Metadata-Version: 2.1
Name: pycashier
Version: 0.2.3
Summary: cash in on expressed barcode tags
Home-page: https://github.com/brocklab/pycashier/
License: MIT
Author: Daylin Morgan
Author-email: daylinmorgan@gmail.com
Requires-Python: >=3.7,<3.10
Classifier: License :: OSI Approved :: MIT License
Classifier: Programming Language :: Python :: 3
Classifier: Programming Language :: Python :: 3.7
Classifier: Programming Language :: Python :: 3.8
Classifier: Programming Language :: Python :: 3.9
Requires-Dist: pysam (>=0.17.0,<0.18.0)
Requires-Dist: rich (>=10.12.0,<11.0.0)
Project-URL: Repository, https://github.com/brocklab/pycashier/
Description-Content-Type: text/markdown

# Cash in on Expressed Barcode Tags (EBTs) from NGS Sequencing Data *with Python*

[Cashier](https://github.com/russelldurrett/cashier) is a tool developed by Russell Durrett for the analysis and extraction of expressed barcode tags.
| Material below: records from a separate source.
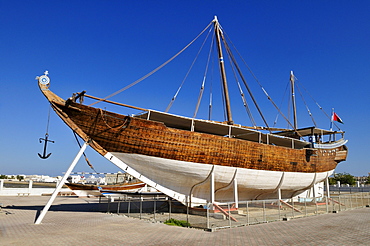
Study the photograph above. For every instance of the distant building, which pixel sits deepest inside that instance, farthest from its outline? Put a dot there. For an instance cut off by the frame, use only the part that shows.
(362, 179)
(115, 178)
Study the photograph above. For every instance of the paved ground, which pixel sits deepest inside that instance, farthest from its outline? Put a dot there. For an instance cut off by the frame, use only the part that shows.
(74, 221)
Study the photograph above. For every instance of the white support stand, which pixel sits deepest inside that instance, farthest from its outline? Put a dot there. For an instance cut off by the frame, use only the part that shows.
(236, 198)
(327, 187)
(212, 186)
(60, 185)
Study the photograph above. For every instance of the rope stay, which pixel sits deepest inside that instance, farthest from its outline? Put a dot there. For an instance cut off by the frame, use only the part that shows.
(317, 104)
(155, 70)
(204, 78)
(244, 80)
(264, 91)
(187, 74)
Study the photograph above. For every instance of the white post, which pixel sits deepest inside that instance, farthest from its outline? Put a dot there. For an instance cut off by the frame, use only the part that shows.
(30, 184)
(212, 190)
(327, 187)
(236, 198)
(60, 185)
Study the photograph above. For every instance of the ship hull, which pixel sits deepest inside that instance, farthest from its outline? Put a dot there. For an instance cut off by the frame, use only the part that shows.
(190, 183)
(196, 162)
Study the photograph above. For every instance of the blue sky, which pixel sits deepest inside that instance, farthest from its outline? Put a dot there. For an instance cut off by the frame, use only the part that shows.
(102, 46)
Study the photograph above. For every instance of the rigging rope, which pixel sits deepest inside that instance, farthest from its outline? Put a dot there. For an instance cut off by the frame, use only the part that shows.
(263, 89)
(187, 74)
(318, 105)
(204, 78)
(240, 89)
(155, 70)
(308, 110)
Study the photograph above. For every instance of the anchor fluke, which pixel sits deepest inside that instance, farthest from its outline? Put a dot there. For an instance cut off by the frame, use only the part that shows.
(44, 155)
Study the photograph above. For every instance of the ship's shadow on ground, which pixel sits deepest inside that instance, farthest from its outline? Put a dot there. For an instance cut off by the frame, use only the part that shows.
(104, 207)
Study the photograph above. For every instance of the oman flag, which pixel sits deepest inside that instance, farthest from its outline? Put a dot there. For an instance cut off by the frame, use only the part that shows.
(335, 117)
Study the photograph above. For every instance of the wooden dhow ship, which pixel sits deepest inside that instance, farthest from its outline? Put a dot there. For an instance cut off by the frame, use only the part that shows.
(197, 161)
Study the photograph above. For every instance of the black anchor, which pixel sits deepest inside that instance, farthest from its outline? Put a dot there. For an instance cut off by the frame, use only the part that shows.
(44, 156)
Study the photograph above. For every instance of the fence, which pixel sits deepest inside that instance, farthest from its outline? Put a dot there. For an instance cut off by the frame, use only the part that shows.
(212, 216)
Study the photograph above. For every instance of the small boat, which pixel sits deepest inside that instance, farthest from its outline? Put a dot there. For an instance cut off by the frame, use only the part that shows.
(198, 161)
(128, 194)
(87, 190)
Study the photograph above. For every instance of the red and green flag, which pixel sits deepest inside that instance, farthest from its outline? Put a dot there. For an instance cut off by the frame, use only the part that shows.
(335, 117)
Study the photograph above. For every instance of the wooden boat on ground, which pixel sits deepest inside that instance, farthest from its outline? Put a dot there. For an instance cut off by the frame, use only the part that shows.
(196, 161)
(146, 191)
(87, 190)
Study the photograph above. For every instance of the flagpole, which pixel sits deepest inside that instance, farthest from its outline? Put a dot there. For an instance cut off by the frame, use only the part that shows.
(331, 119)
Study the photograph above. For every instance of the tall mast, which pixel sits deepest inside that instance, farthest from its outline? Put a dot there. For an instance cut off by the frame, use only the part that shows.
(293, 100)
(218, 33)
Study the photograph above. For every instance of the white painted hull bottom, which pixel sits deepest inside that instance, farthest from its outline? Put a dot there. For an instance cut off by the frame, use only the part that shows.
(86, 193)
(179, 179)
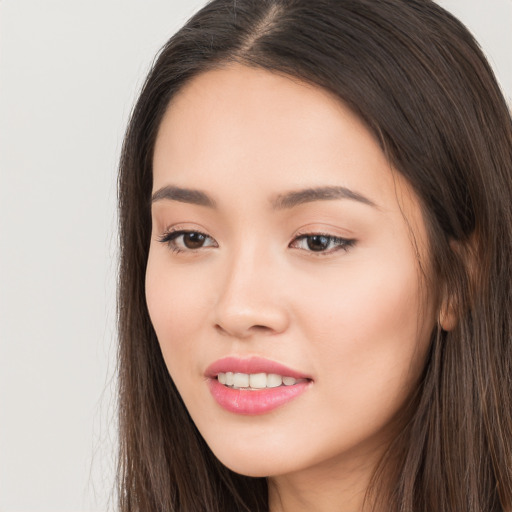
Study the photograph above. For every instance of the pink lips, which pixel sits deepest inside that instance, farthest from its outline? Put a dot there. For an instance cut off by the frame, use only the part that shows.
(253, 401)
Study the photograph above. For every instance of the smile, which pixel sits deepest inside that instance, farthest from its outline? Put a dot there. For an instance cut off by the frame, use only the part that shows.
(254, 385)
(254, 381)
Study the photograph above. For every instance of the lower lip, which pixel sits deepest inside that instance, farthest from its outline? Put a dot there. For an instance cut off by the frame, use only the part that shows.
(257, 401)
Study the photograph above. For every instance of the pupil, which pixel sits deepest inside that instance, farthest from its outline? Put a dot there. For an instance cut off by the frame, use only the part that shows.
(318, 242)
(193, 240)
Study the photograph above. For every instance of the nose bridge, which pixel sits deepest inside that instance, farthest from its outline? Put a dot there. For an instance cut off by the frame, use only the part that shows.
(248, 296)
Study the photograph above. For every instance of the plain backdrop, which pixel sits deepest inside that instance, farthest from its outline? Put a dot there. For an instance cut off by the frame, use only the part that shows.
(69, 74)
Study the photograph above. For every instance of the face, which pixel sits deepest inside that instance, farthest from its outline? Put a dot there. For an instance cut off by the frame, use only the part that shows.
(283, 278)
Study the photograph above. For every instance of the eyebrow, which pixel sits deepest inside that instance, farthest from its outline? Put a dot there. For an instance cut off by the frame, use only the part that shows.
(280, 202)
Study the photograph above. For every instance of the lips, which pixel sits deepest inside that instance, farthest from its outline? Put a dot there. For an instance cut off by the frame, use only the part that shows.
(255, 385)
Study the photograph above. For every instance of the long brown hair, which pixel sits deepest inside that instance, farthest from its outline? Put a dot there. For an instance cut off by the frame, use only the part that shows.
(419, 81)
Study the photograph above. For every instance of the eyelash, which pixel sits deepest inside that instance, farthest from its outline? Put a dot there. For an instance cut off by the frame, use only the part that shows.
(344, 244)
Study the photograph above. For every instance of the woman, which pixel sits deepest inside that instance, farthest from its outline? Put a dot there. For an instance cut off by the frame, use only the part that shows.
(315, 284)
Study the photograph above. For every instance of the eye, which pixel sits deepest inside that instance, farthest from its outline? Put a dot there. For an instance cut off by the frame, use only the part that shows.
(321, 243)
(186, 241)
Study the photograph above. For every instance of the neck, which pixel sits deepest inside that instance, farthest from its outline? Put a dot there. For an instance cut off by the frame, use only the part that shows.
(331, 487)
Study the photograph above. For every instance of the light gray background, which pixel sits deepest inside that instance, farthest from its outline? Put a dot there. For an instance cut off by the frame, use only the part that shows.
(69, 73)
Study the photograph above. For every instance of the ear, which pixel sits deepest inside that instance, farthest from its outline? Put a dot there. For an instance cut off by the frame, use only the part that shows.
(450, 308)
(447, 315)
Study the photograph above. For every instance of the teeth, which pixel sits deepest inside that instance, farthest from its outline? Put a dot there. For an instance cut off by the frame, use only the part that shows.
(241, 380)
(255, 380)
(273, 380)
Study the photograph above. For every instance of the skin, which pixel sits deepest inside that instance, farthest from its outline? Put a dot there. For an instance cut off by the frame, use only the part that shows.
(357, 320)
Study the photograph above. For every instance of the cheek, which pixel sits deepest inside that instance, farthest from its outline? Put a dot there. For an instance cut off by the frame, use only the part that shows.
(176, 311)
(370, 337)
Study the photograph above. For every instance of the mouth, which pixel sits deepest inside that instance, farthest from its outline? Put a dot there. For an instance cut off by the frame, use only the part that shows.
(255, 381)
(254, 386)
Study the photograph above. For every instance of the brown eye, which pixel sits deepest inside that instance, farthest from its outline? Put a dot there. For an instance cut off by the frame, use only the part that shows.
(183, 241)
(322, 244)
(318, 242)
(193, 240)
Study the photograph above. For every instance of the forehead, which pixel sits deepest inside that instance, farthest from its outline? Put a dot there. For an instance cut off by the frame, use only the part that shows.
(250, 131)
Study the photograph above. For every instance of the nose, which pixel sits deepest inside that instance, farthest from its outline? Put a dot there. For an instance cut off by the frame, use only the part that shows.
(250, 299)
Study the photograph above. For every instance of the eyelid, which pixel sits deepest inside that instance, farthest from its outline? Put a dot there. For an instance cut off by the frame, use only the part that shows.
(342, 243)
(171, 234)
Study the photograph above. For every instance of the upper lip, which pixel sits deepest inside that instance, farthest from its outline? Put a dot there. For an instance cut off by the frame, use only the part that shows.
(251, 365)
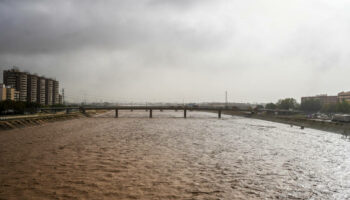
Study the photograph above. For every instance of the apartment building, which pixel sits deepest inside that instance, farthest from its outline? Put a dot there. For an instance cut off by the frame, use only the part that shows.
(49, 92)
(55, 92)
(32, 88)
(12, 94)
(323, 98)
(41, 90)
(17, 80)
(344, 96)
(2, 92)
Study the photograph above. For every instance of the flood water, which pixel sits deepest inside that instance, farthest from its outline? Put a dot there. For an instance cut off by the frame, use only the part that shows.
(168, 157)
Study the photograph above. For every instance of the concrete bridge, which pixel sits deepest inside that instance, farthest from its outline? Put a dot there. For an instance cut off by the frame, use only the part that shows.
(150, 109)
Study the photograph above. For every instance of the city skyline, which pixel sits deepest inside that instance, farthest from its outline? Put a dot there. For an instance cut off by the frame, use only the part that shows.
(175, 51)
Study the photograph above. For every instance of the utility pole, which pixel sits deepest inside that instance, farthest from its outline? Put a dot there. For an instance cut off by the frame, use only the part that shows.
(226, 99)
(63, 96)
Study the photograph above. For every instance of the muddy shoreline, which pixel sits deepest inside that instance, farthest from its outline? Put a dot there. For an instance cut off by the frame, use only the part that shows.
(335, 127)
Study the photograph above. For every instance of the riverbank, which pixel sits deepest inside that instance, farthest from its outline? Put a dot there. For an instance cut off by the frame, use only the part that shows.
(299, 120)
(22, 121)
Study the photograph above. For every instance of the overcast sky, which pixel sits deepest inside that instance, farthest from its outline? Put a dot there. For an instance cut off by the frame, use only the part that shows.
(175, 50)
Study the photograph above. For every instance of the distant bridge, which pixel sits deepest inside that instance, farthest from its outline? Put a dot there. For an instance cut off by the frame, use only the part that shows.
(219, 110)
(146, 108)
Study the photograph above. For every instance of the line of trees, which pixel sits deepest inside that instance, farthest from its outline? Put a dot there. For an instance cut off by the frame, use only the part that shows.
(310, 105)
(17, 107)
(285, 104)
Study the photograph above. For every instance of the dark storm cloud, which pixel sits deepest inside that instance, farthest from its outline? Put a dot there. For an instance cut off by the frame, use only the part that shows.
(181, 49)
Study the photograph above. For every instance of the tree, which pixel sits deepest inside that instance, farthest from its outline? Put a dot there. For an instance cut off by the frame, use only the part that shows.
(343, 107)
(271, 106)
(288, 103)
(329, 108)
(311, 105)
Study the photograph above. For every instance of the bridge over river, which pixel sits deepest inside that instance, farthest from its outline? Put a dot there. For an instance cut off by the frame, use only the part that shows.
(150, 109)
(200, 157)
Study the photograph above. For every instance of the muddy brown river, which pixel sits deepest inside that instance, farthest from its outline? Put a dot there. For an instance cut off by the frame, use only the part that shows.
(168, 157)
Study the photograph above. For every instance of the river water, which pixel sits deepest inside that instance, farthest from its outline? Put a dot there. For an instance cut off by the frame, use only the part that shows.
(168, 157)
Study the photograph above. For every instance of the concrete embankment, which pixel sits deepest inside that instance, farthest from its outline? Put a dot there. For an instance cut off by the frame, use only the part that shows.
(24, 121)
(297, 120)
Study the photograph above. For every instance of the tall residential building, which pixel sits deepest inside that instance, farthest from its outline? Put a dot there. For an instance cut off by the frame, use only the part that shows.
(344, 96)
(2, 92)
(12, 94)
(41, 90)
(49, 92)
(55, 92)
(32, 88)
(18, 80)
(60, 99)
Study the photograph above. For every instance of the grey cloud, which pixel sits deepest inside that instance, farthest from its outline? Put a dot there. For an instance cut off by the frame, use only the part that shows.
(179, 49)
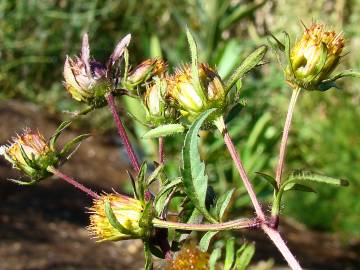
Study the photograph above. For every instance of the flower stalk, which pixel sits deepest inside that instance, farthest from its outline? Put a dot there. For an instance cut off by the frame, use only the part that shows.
(285, 135)
(73, 182)
(122, 133)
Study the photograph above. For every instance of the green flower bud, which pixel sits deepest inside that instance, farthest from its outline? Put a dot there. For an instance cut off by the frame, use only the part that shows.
(127, 211)
(314, 57)
(31, 154)
(192, 99)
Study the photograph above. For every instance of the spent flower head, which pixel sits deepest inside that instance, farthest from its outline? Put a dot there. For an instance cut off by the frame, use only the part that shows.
(127, 212)
(31, 154)
(314, 57)
(193, 97)
(88, 80)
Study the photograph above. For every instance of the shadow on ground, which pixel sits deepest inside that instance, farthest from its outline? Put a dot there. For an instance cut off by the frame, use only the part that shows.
(43, 226)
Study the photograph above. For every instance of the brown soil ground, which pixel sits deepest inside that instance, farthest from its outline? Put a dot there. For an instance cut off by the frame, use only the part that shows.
(43, 226)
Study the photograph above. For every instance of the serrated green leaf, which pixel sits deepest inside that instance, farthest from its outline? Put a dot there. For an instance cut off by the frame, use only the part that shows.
(230, 254)
(205, 241)
(193, 169)
(271, 180)
(299, 187)
(163, 131)
(304, 176)
(249, 63)
(222, 203)
(244, 256)
(58, 132)
(214, 257)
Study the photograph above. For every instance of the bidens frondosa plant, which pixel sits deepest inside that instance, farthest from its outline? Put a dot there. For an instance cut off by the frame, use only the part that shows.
(194, 97)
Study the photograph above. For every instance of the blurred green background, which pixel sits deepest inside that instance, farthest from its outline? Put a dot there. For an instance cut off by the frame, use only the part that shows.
(35, 37)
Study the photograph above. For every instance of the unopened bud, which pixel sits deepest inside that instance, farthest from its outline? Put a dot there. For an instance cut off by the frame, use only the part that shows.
(127, 211)
(31, 154)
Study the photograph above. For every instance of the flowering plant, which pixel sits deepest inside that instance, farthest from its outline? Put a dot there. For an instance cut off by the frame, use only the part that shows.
(194, 98)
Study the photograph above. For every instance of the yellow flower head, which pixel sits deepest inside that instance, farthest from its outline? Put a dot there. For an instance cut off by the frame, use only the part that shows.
(192, 98)
(28, 152)
(314, 56)
(127, 212)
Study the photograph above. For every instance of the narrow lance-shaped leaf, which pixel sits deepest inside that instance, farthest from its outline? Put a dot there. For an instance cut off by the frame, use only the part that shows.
(193, 169)
(249, 63)
(163, 131)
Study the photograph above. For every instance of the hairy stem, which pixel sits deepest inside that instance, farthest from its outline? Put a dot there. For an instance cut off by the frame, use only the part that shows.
(275, 236)
(122, 133)
(73, 182)
(230, 225)
(161, 150)
(220, 124)
(285, 135)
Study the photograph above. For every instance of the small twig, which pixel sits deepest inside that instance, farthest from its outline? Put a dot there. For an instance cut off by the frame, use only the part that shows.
(73, 182)
(122, 133)
(220, 124)
(285, 135)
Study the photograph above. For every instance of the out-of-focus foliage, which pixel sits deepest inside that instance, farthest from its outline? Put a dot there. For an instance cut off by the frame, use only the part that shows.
(35, 35)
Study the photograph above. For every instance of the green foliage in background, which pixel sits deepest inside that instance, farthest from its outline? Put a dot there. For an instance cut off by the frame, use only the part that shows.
(35, 35)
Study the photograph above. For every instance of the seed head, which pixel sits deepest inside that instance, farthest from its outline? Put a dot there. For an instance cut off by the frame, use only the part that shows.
(127, 211)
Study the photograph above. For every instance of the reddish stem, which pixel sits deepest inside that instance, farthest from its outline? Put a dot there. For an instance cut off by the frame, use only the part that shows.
(74, 183)
(122, 133)
(236, 158)
(285, 136)
(161, 150)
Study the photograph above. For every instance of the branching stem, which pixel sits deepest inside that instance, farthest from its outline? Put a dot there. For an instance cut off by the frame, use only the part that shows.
(285, 135)
(73, 182)
(230, 225)
(122, 133)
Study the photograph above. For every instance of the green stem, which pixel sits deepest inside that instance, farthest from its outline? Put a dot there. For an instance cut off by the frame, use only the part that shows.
(285, 136)
(230, 225)
(220, 124)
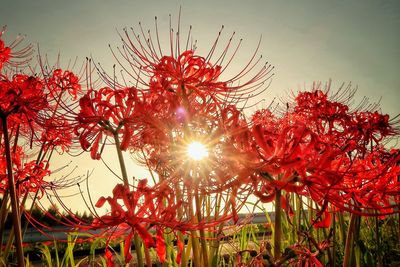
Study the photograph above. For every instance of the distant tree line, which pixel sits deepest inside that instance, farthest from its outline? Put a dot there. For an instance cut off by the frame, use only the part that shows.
(51, 217)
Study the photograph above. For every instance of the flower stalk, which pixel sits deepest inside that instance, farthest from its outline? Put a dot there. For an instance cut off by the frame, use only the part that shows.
(13, 196)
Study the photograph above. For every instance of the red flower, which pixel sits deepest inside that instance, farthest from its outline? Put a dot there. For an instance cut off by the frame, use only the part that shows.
(10, 56)
(106, 112)
(4, 54)
(61, 81)
(23, 96)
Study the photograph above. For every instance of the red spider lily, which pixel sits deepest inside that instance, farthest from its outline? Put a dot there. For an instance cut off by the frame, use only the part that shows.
(4, 54)
(17, 161)
(183, 73)
(327, 152)
(142, 208)
(28, 176)
(186, 75)
(23, 96)
(106, 112)
(136, 211)
(57, 132)
(10, 56)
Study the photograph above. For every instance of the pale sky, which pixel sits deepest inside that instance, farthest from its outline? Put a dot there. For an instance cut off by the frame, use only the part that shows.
(306, 41)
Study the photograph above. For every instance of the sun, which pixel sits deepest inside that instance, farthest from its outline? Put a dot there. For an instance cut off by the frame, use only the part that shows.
(197, 151)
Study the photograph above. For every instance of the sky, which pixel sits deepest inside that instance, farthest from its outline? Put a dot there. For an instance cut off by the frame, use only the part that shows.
(306, 41)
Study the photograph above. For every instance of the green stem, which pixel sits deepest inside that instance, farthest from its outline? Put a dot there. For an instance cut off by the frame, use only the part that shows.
(3, 215)
(278, 225)
(202, 234)
(136, 239)
(121, 160)
(13, 196)
(349, 247)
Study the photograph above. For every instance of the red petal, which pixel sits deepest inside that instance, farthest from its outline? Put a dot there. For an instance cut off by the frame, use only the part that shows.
(100, 202)
(127, 250)
(161, 248)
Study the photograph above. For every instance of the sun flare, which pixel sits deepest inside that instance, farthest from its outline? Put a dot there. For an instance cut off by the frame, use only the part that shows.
(197, 151)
This python implementation offers the same flexibility and simple command line operation.

Like it's predecessor it is a wrapper for the tools cutadapt, fastx-toolkit, and starcode.

### Dependencies
- cutadapt (sequence extraction)
- starcode (sequence clustering)
- fastx-toolkit (PHred score filtering)
- pear (paired end read merging)
- pysam (sam file convertion to fastq)

## Recommended Installation Procedure
It's recommended to use [conda](https://docs.conda.io/en/latest/) to install and manage the dependencies for this package

```bash
conda env create -f https://raw.githubusercontent.com/brocklab/pycashier/main/environment.yml # or mamba env create -f ....
conda activate cashierenv
pycashier --help
```

Additionally you may install with pip. Though it will be up to you to ensure all the non-python dependencies are on the path and installed correctly.

```bash
pip install pycashier
```

## Usage

Pycashier has one required argument which is the directory containing the fastq or sam files you wish to process.

```bash
conda activate cashierenv
pycashier ./fastqs
```
For additional parameters see `pycashier -h`.

As the files are processed two additional directories will be created `pipeline` and `outs`.

Currently all intermediary files generated as a result of the program will be found in `pipeline`.

While the final processed files will be found within the `outs` directory.

## Merging Files

Pycashier can now take paired end reads and perform a merging of the reads to produce a fastq which can then be used with cashier's default feature.
```bash
pycashier ./fastqs -m
```

## Processing Barcodes from 10X bam files

Pycashier can also extract gRNA barcodes along with 10X cell and umi barcodes.

Firstly we are only interested in the unmapped reads. From the cellranger bam output you would obtain these reads using samtools.

```
samtools view -f 4 possorted_genome_bam.bam > unmapped.sam
```
Then similar to normal barcode extraction you can pass a directory of these unmapped sam files to pycashier and extract barcodes. You can also still specify extraction parameters that will be passed to cutadapt as usual.

*Note*: The default parameters passed to cutadapt are unlinked adapters and minimum barcode length of 10 bp.

```
pycashier ./unmapped_sams -sc
```
When finished the `outs` directory will have a `.tsv` containing the following columns: Illumina Read Info, UMI Barcode, Cell Barcode, gRNA Barcode


## Usage notes
Pycashier will **NOT** overwrite intermediary files. If there is an issue in the process, please delete either the pipeline directory or the requisite intermediary files for the sample you wish to reprocess. This will allow the user to place new fastqs within the source directory or a project folder without reprocessing all samples each time.
- Currently, pycashier expects to find `.fastq.gz` files when merging and `.fastq` files when extracting barcodes. This behavior may change in the future.
- If there are reads from multiple lanes they should first be concatenated with `cat sample*R1*.fastq.gz > sample.R1.fastq.gz`
- Naming conventions:
    - Sample names are extracted from files using the first string delimited with a period. Please take this into account when naming sam or fastq files.
    - Each processing step will append information to the input file name to indicate changes, again delimited with periods.